We passed another milestone today - 2000 miles. We are now over halfway to our goal of reaching St. Paul, MN by autumn (assuming the floods on the Mississippi River are done by then!)
Oops--checked the mileage just a bit too late
The past three days on the Erie Canal have been a bit of a surprise. I hadn't done much reading on the Erie Canal before we got here, but all of the photos of the Erie Canal that I recall seeing showed a typical canalscape--a narrow artificial waterway and picturesque canalside towns. Not quite what we've encountered so far. The present canal runs through the Mohawk River from just outside of Waterford to the town of Ilion (which is where we are this evening). The river was relatively wide near Waterford and has narrowed as we've moved west.  But river cruising it is, complete with current. The original canal of the early 1800's was very narrow and very shallow, and improvements were made continually in the years after its completion.  The modern Erie Canal dates to the early 1900's, as mule power was replaced by engine power. Much of the original old canal no longer exists.

Erie Canal/Mohawk River
Original side cut canal now
 used for water overflow
We have adapted our expectations and have enjoyed the unexpected river cruising. It's very green and very peaceful, except for the trains which run rather frequently on tracks quite near the water. Wildlife sightings are limited, but we've seen a few herons, as well as ducks and Canadian geese.

Current and Next Generation Golf Course Fertilizers
One of the main points of interest in traveling rivers and canals is going through the locks that allow us to change elevation. So far on the Erie Canal we have "locked up" 17 times--9 locks on Thursday, 5 on Friday, and 3 today. Yesterday's locks were probably the most challenging.  Significant cross-currents at the entries to some of the locks threatened to grab the boat and push it places it really shouldn't go--like hard into a lock wall. Lon did a great job of driving CARIB II safely into the locks so that I could set the lines to keep us secure as the water rose.

Lots of current created by
 the water over the dam


Lock 14

Pat holding CARIB II against the lock wall
Inside Lock 17
Our "lock buddy" in Locks 16-18: 84 feet of tugboat
Hurricane Irene in 2011 and flooding last year caused significant damage to many locks on the canal. At several locks repairs were ongoing.

Lock repairs underway
Several of the towns along the canal have built very nice areas for transient boaters and we've specifically sought these out for our overnight stays.

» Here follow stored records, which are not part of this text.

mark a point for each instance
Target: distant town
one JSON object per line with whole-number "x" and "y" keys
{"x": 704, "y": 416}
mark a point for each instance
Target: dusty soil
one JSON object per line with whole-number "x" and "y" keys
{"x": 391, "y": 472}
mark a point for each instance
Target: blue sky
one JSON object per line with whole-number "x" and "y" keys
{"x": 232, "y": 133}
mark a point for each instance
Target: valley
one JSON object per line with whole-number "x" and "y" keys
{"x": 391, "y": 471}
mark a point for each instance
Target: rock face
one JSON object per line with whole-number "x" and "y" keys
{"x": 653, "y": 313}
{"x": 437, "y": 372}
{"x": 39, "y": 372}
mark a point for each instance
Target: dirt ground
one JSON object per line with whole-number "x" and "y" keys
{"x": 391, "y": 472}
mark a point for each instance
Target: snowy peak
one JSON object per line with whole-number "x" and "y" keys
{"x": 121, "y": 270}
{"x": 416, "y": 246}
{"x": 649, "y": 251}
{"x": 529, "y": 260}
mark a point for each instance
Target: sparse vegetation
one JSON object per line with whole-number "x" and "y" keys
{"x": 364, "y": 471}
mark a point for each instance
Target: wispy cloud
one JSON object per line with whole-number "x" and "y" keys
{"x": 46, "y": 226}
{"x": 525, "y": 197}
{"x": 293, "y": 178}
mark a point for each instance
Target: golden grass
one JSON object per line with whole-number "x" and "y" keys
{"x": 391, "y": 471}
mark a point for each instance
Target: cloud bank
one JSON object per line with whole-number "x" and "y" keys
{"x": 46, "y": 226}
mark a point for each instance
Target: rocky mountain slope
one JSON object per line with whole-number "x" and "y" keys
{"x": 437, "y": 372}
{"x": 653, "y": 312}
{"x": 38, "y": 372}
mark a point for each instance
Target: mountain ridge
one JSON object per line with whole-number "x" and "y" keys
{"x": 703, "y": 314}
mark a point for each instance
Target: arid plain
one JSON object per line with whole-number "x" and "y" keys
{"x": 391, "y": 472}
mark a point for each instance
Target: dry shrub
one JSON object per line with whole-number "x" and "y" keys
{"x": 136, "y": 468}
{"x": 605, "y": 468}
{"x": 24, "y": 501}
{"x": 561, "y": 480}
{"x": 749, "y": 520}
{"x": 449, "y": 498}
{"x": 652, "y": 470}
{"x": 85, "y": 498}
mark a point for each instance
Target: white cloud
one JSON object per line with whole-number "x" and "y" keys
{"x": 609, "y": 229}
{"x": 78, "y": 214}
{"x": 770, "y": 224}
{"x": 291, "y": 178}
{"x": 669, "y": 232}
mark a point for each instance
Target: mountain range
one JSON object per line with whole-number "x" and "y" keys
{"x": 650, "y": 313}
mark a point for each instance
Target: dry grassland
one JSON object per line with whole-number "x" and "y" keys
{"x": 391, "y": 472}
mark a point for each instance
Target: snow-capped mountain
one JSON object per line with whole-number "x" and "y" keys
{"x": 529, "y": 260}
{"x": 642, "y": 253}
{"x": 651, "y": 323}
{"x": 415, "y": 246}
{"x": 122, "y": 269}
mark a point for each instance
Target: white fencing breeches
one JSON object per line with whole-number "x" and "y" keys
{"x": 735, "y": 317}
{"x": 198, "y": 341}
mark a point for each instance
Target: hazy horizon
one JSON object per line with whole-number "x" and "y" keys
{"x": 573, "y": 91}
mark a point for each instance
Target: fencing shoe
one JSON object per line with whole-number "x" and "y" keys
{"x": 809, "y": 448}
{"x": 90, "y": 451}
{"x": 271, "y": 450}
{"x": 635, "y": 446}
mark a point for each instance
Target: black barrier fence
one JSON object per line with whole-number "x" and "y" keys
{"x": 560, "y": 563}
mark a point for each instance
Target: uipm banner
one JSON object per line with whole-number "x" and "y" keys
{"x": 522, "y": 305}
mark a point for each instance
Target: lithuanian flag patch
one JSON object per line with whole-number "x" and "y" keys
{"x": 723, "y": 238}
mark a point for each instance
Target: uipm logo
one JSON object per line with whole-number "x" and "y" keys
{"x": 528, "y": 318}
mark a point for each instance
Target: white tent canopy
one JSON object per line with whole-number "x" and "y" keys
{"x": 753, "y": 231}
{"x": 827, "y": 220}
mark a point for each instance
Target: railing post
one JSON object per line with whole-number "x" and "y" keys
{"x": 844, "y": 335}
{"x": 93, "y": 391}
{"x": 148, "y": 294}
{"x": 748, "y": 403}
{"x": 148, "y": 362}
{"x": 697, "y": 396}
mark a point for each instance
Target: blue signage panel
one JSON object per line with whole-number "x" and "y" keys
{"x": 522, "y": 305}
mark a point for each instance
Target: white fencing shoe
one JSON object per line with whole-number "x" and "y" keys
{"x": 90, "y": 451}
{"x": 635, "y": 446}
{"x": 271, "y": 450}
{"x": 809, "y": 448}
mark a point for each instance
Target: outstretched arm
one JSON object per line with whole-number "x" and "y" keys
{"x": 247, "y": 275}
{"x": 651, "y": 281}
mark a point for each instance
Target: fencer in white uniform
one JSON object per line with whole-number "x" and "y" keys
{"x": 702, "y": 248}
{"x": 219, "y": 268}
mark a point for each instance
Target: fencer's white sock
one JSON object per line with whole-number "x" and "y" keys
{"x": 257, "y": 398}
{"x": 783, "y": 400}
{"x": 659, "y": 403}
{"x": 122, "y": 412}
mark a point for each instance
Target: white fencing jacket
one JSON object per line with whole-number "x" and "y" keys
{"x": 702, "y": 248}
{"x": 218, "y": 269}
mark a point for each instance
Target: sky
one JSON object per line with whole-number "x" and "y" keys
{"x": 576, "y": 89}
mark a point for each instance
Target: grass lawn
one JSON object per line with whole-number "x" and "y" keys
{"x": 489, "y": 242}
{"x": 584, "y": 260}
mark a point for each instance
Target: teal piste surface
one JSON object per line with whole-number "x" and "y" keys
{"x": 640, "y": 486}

St. Johnsville Marina and RV Park
In walking through the towns and villages it's apparent that they've seen better days--such as during the heyday of the Canal when it was full of commercial traffic. Like small towns everywhere they are trying to reinvent themselves. Hopefully bright spots such as the Riverlink Cafe in Amsterdam (where we had a great dinner on Thursday) and the Bridge Street Bakery and Cafe in St. Johnsville (breakfast this morning) will survive the tough economic climate and help to breathe new life into their towns.

The towns were doing a good job in one important area . . . .

Ice cream in Ilion
Ice cream in St. Johnsville

Pat and St. Johnsville
 cone

It promised to be an interesting combo in Waterford.
Unfortunately, the ice cream parlor no longer existed.
Guess the awning was too expensive to replace.